Today we turn our attention to the General Manager for Leicestershire at EMAS, Richard Lyne who started his career in the NHS as a nurse in September 2000. Richard has been with EMAS just over three years since joining in April 2017.
He tells us his story:
“Throughout my school years, the thought of becoming a nurse never crossed my mind and I never had the ‘vocation’ that many others often talk about. I always wanted to work in IT and this is how my career developed.
“However, following my father being admitted into hospital, I spent time talking to and observing the work of the ward nursing staff and this is where the draw of the nursing profession started. After reflecting on my own values, what I wanted out of a career but also what I could contribute as an individual, I felt that a move into nursing would be a positive step and give me the human connection that my previous roles in IT lacked.

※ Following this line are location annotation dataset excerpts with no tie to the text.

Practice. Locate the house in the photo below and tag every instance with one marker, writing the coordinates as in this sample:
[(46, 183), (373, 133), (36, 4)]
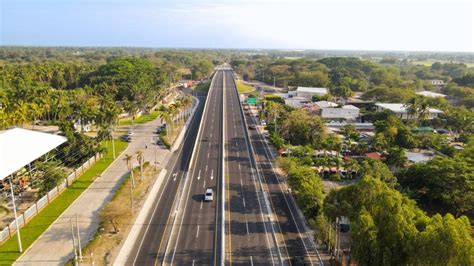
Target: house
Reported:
[(419, 156), (374, 155), (308, 92), (345, 113), (325, 104), (296, 102), (437, 82), (400, 110), (431, 94)]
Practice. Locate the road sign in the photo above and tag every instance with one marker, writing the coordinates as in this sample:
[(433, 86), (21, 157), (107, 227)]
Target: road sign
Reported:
[(252, 100)]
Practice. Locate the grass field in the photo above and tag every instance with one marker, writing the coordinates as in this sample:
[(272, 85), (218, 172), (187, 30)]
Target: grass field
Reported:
[(242, 88), (203, 87), (9, 250), (430, 62), (141, 120), (118, 210)]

“My advice to those considering a career in nursing is to spend as much time and experience as many areas of nursing and healthcare as possible and not look to specialise too soon.
“Although as part of my training I had placements in most clinical specialities, once I had qualified I had a career path which focused on emergency medicine/acute cardiology and often look back and wish I had moved around different specialities and areas to gain a wide experience of nursing care as possible.
“For me the biggest change in nursing has been public expectations of healthcare. The world has moved on so much in terms of information available and the speed at which things can be available. When you can order something online and have it delivered within 24 hours, the public expect their healthcare to be as quick. The internet has given everyone the capability to find out information about their symptoms, which can often come at odds with our own clinical decision making. This has resulted in me developing communication skills with patients and developing clinical relationships being more about a partnership rather than that of a directive/expert relationship.
“Putting aside the current Coronavirus pandemic which I suspect may become the ‘new’ greatest challenge of my career, I would say it was moving from a direct clinical role into my first clinical management role.
“This brought a different perspective and different challenges, so I no longer had to look after one or two patients and a small team, but I now found myself responsible for budgets, meeting key performance indicators and ensuring clinical leadership.
“In the early days it sometimes felt like a tug of war game pulled between needs of patients and the needs of the organisation, however overtime I learnt that the two aren’t mutually exclusive and the key is that both are the same thing.
“I can honestly say that the highlight of my career was joining EMAS. As I moved into hospital/nursing management roles, these took me further away from the patients and joining EMAS brought this back for me, making me realise why we all do our jobs in the health service.
“This role allows me to spend time working clinically with patients and it is an incredible privilege to work as a nurse, but even more so in a pre-hospital environment with the trust that our patients put in us at their most vulnerable and frightened times. It is also a role that has kept me developing clinically but also developing and driving our services across the division that are patient focused and clinically driven."